/*
* Copyright (C) 2016 The Android Open Source Project
*
* Licensed under the Apache License, Version 2.0 (the "License");
* you may not use this file except in compliance with the License.
* You may obtain a copy of the License at
*
* http://www.apache.org/licenses/LICENSE-2.0
*
* Unless required by applicable law or agreed to in writing, software
* distributed under the License is distributed on an "AS IS" BASIS,
* WITHOUT WARRANTIES OR CONDITIONS OF ANY KIND, either express or implied.

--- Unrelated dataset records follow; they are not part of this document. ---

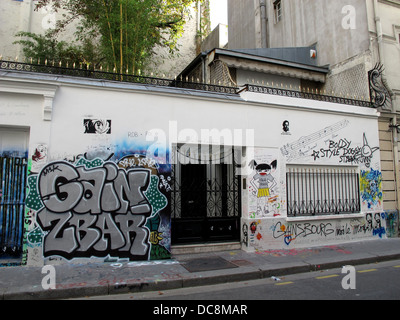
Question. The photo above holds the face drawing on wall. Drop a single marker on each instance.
(285, 127)
(264, 183)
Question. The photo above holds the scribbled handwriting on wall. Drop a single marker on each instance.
(98, 209)
(348, 153)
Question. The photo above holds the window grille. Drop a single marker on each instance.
(278, 10)
(315, 191)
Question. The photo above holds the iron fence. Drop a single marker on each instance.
(58, 69)
(13, 173)
(306, 95)
(322, 191)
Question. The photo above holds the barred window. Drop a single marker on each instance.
(313, 191)
(278, 10)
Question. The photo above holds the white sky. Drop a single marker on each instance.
(219, 12)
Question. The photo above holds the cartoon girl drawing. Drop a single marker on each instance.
(263, 182)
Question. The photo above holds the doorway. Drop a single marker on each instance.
(206, 199)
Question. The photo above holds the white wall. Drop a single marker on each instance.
(316, 136)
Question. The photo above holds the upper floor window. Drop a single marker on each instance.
(278, 10)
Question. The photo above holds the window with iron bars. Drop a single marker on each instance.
(313, 191)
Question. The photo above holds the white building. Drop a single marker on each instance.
(133, 171)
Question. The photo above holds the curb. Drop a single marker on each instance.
(218, 277)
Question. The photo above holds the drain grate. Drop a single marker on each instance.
(207, 264)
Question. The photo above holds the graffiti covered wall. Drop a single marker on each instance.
(99, 209)
(316, 179)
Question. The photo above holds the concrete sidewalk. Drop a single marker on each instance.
(189, 270)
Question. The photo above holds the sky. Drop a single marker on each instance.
(219, 12)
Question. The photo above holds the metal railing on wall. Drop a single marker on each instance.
(307, 93)
(85, 71)
(88, 71)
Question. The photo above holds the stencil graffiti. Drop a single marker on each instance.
(263, 187)
(100, 209)
(303, 147)
(99, 126)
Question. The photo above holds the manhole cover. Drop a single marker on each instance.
(241, 263)
(207, 264)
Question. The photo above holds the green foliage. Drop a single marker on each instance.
(119, 34)
(40, 48)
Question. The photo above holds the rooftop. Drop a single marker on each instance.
(57, 69)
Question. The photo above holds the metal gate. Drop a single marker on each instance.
(13, 174)
(205, 198)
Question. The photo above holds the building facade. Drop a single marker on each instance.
(357, 40)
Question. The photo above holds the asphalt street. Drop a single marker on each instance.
(380, 281)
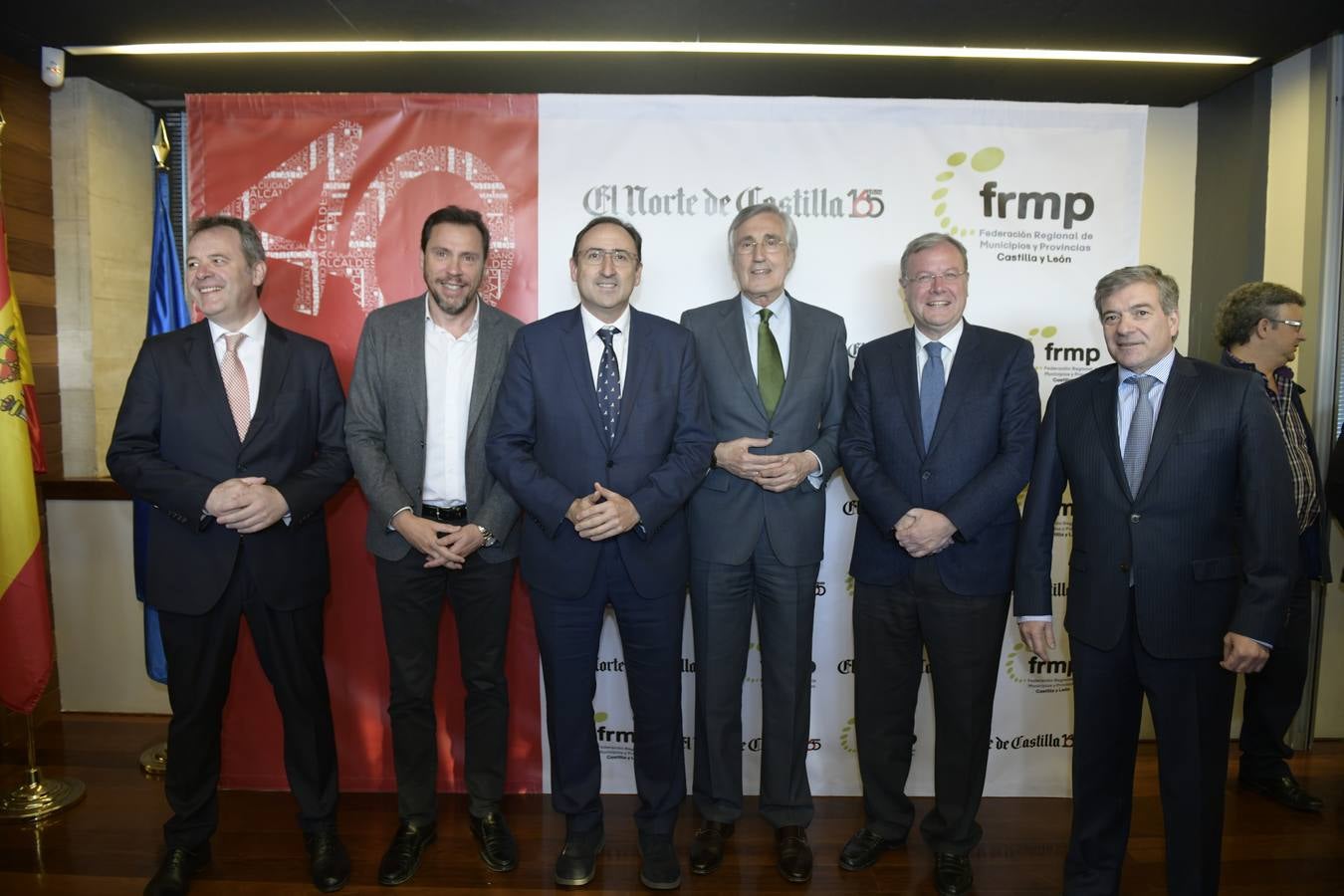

* See the License for the specific language governing permissions and
* limitations under the License.
*/
#ifndef ART_COMPILER_OPTIMIZING_LOOP_OPTIMIZATION_H_
#define ART_COMPILER_OPTIMIZING_LOOP_OPTIMIZATION_H_
#include "induction_var_range.h"
#include "nodes.h"
#include "optimization.h"
namespace art {
class CompilerDriver;
/**
* Loop optimizations. Builds a loop hierarchy and applies optimizations to
* the detected nested loops, such as removal of dead induction and empty loops
* and inner loop vectorization.
*/
class HLoopOptimization : public HOptimization {
public:
HLoopOptimization(HGraph* graph,
CompilerDriver* compiler_driver,
HInductionVarAnalysis* induction_analysis);
void Run() OVERRIDE;
static constexpr const char* kLoopOptimizationPassName = "loop_optimization";
private:
/**
* A single loop inside the loop hierarchy representation.
*/
struct LoopNode : public ArenaObject<kArenaAllocLoopOptimization> {
explicit LoopNode(HLoopInformation* lp_info)
: loop_info(lp_info),
outer(nullptr),
inner(nullptr),
previous(nullptr),
next(nullptr) {}
HLoopInformation* loop_info;
LoopNode* outer;
LoopNode* inner;
LoopNode* previous;
LoopNode* next;
};
/*
* Vectorization restrictions (bit mask).
*/
enum VectorRestrictions {
kNone = 0, // no restrictions
kNoMul = 1, // no multiplication
kNoDiv = 2, // no division
kNoShift = 4, // no shift
kNoShr = 8, // no arithmetic shift right
kNoHiBits = 16, // "wider" operations cannot bring in higher order bits
kNoSignedHAdd = 32, // no signed halving add
kNoUnroundedHAdd = 64, // no unrounded halving add
kNoAbs = 128, // no absolute value
};
/*
* Vectorization mode during synthesis
* (sequential peeling/cleanup loop or vector loop).
*/
enum VectorMode {
kSequential,
kVector
};
/*
* Representation of a unit-stride array reference.
*/
struct ArrayReference {
ArrayReference(HInstruction* b, HInstruction* o, Primitive::Type t, bool l)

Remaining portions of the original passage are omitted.